オレにはひとつ上の姉がいる。
ほぼ関わりのない近所のお兄さんに鯖を分け与えて自分が叱られるくらいにはお人好しで、その癖短気で、思ったことはすぐ顔にでる、そんな人。
最近ねーちゃんは、なんだか楽しそうだ。
帰ってきて、いつもはしなかった夕飯の手伝いをしたり。遅くに帰ってくる父さんの肩揉みをしたり。元から仲は悪くなかったけど、オレの部屋にもよく来るようになったり。
よく見かける光景は、オレのベッドにダイブして枕に顔を埋め、うーだとかあーだとか何かしら唸っている。
今日も、ゲームをしていたら勢いよく開いた部屋の扉。またかと思いながら半目でそっちの方向を見て、少し驚いた。
「・・・なにその顔、めっちゃ真っ赤じゃん」
「別に!?なんでも!?ないけど!?」
夏祭りから帰って来たばかりなんだろう。ちなみにオレは今年も好きな子を誘うことはできなかった。ヘタレなのは自覚してる。野郎どもだけで祭りに行くことに楽しみを見出せないというか、ただむなしくなるだけだと思い友達からの誘いはお断りした所存である。
同じ高校に行くかは分からないんだから、やっぱり誘ってみればよかったなぁと、あの子の笑顔を思い出しながら思った。

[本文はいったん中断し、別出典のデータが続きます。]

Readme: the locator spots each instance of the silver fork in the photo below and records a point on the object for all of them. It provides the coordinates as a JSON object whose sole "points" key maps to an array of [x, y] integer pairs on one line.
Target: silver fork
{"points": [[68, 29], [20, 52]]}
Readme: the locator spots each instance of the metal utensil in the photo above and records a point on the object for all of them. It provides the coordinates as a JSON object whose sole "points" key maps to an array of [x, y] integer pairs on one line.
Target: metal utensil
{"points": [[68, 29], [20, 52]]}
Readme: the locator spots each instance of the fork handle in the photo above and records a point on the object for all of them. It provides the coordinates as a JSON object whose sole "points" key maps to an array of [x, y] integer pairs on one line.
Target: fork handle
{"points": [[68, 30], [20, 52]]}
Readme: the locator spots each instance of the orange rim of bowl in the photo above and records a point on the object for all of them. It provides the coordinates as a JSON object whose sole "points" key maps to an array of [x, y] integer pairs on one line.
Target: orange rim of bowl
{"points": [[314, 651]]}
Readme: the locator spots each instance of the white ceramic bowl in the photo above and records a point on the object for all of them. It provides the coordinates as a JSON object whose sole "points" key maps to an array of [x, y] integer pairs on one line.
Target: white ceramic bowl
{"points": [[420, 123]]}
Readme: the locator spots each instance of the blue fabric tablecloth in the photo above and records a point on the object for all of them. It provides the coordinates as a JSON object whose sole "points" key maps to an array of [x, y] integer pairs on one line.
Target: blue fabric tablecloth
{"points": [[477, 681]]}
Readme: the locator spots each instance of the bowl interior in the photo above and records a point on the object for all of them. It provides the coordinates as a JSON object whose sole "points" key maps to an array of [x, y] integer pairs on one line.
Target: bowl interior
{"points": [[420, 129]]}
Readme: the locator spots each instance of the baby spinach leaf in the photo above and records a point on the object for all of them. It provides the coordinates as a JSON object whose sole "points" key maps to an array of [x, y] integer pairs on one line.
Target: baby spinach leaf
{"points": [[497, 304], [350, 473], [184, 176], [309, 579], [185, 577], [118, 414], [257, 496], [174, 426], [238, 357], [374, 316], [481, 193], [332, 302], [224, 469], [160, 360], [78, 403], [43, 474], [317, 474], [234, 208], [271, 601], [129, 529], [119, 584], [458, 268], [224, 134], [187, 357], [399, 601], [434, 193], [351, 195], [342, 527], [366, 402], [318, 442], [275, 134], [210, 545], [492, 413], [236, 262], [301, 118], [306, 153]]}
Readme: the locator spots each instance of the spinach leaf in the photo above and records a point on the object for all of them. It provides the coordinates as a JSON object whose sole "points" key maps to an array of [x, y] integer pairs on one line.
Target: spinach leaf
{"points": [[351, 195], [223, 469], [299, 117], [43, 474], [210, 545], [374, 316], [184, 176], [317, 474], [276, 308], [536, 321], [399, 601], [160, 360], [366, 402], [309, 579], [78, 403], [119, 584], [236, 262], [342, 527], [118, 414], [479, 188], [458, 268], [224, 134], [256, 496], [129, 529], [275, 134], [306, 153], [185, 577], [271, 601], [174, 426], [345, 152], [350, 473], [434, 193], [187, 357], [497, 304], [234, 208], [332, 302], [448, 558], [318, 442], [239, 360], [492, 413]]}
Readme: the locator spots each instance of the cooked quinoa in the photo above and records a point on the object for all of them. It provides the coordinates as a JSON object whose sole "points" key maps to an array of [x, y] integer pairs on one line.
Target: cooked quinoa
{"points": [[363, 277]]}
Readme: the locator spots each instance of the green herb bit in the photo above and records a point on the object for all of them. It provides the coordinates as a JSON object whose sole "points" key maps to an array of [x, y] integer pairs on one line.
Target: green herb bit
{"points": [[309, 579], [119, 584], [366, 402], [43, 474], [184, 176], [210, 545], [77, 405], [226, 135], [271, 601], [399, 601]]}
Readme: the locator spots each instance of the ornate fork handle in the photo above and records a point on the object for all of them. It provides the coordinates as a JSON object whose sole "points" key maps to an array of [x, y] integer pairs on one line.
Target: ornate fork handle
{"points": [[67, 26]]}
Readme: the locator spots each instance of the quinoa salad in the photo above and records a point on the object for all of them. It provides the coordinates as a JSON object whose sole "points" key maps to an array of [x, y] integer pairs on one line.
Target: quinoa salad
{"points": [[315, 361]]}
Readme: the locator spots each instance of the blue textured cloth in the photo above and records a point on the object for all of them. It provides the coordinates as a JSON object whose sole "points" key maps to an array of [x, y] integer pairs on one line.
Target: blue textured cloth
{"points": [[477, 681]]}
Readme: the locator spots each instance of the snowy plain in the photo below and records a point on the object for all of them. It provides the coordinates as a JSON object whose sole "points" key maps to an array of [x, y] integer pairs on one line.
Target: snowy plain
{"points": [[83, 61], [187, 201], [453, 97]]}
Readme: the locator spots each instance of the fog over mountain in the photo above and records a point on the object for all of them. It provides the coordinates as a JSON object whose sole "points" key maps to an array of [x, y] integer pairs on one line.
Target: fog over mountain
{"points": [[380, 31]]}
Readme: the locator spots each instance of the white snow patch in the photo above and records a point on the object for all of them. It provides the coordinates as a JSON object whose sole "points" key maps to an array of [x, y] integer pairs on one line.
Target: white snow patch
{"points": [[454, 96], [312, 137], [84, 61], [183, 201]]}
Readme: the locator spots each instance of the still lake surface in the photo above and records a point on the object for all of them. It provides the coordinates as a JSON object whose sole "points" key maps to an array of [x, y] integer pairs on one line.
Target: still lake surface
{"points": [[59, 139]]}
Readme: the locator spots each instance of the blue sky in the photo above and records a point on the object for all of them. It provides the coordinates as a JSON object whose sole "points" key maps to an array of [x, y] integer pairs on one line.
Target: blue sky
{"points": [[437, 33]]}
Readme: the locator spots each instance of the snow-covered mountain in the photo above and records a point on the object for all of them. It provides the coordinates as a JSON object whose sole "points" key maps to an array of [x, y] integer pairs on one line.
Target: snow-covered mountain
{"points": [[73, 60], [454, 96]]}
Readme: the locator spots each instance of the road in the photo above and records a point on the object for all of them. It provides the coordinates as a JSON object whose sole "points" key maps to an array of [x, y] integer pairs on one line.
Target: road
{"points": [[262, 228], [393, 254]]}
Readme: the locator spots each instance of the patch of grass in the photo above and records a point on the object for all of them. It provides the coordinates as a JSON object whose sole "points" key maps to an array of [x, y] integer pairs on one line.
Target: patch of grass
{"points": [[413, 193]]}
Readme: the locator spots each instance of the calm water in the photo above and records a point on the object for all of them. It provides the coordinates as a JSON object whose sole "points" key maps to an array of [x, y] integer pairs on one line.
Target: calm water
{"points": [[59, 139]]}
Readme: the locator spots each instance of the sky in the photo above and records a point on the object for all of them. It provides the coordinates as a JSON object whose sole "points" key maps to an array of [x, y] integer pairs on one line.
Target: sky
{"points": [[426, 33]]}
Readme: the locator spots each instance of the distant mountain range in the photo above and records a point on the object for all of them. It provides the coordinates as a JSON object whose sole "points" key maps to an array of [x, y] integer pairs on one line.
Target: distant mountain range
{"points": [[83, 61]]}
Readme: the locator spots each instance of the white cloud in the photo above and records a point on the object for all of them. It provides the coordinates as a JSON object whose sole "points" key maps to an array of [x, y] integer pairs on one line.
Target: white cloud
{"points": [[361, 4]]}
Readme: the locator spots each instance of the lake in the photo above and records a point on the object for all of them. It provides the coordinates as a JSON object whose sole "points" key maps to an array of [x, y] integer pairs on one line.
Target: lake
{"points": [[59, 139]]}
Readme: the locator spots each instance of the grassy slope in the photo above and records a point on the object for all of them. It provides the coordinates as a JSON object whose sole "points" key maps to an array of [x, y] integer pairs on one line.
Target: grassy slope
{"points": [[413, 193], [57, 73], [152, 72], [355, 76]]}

ずかずかとオレの部屋に遠慮なく入ってきたねーちゃんは、いつものようにベッドにダイブして枕に顔を埋めてあろうことか今日はごろごろと転がりだした。実にうるさい。まったくもって迷惑な姉である。
「なに、なんかあったの?」
「・・・・・・・・・・・・・・・・別になにもないけど」
「なにその棒読み具合、言っとくけどねーちゃんほんとわかりやすすぎるから」
「わかる!?そんなに顔に出てる!?」
「いや、だって、顔真っ赤だし耳も真っ赤だしタコみてぇ」
ずばずばと言ってやると、ねーちゃんは再び枕に顔を埋めて唸りだした。
・・・これは、今日一緒に祭りに行った人となんかあったな。その時に頭に浮かんだのは、何故か鯖がなくて絶望的な顔をしていた近所の七瀬さんだった。
「・・・春斗はさー・・・」
「なに?」
「・・・・・・・・・その、き、」
「は?木?」
「・・・・き、・・・・き、・・・す、とか、したこと・・・ある?」
「・・・・・・・・・・・・・・・・・はァ!?」
キスって、その、キス?レモンの味がするやつ?え?キス?きす?ちゅー!?は!?
思わず持っていたゲームを落としてしまう。
呆然とねーちゃんの方を見ると、ねーちゃんは「やややややっぱ今のなし!なしだからね!」と何故かキレてきた。
そしてそのまま持っていた枕をオレに投げつけて(心の底から意味が分からない)、ばたばたと慌しく部屋を出て行った。嵐のような人とはまさにこのことだな。
一人残された部屋で、落ちたゲーム機を無言で拾う。
ゲームオーバーの文字が、黒い画面に浮かび上がっていた。